The university is currently planning multiple scenarios for an eventual safe resumption of activities on campuses. USC Student Health of Keck Medicine of USC has been closely monitoring data and recommendations as it is available from public health agencies (CDC, Los Angeles Dept. of Public Health, CA State Dept. of Public Health), as well as information shared among college health counterparts in the ACHA (American College Health Association). This USC Student Health seroprevalence study will enable us to better understand the broader current picture of COVID-19 in the university community among students who are currently on/near campus.
Currently, the science of antibody is in development.
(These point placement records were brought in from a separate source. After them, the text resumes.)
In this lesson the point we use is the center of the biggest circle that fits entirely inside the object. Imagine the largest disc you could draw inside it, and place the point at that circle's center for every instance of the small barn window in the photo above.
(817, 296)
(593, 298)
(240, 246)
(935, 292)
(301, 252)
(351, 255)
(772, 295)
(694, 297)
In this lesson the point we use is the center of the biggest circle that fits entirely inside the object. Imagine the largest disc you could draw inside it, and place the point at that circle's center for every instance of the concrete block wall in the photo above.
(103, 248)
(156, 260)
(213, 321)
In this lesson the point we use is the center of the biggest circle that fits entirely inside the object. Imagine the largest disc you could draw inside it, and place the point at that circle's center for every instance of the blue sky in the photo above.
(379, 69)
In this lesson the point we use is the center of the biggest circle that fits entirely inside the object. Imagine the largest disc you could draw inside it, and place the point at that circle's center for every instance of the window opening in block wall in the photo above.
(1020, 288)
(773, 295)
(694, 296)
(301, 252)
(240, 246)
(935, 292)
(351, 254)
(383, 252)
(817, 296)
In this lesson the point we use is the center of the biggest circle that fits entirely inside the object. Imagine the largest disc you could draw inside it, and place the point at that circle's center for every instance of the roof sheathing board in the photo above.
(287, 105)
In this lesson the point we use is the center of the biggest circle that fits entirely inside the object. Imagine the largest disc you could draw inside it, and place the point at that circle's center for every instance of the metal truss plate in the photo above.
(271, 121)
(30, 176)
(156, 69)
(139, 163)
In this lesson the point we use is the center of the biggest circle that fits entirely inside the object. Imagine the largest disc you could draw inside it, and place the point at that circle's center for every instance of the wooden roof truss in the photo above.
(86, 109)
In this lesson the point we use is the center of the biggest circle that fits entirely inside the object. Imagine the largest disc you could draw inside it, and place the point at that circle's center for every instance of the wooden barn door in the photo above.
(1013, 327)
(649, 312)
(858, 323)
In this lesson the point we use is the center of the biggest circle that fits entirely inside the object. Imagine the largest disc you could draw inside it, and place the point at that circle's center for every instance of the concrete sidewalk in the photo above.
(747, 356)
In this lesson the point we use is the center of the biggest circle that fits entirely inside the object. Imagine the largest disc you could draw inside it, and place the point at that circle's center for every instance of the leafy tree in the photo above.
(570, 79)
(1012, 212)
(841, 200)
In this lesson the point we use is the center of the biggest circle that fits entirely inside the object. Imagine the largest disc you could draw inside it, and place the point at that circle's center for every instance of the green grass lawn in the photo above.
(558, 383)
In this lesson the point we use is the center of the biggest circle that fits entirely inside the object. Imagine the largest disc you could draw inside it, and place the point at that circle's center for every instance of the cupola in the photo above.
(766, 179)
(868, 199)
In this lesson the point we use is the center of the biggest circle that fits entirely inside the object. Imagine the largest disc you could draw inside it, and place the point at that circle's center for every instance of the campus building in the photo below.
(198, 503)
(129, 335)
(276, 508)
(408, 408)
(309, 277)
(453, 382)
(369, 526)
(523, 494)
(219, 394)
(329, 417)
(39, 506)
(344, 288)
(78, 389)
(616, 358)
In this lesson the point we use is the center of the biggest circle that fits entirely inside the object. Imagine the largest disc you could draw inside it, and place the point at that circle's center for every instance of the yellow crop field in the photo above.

It is not yet clear if and what level of antibodies provide protection against future infections with COVID-19. It is also not known if every person infected with COVID-19 produces antibodies. Until such question are answered, antibody testing is best used to estimate previous prevalence of exposure to the virus in a population rather than to guide individual health decisions. As the science of antibody testing develops, it may be possible that antibody testing becomes an important part of the overall public health strategy.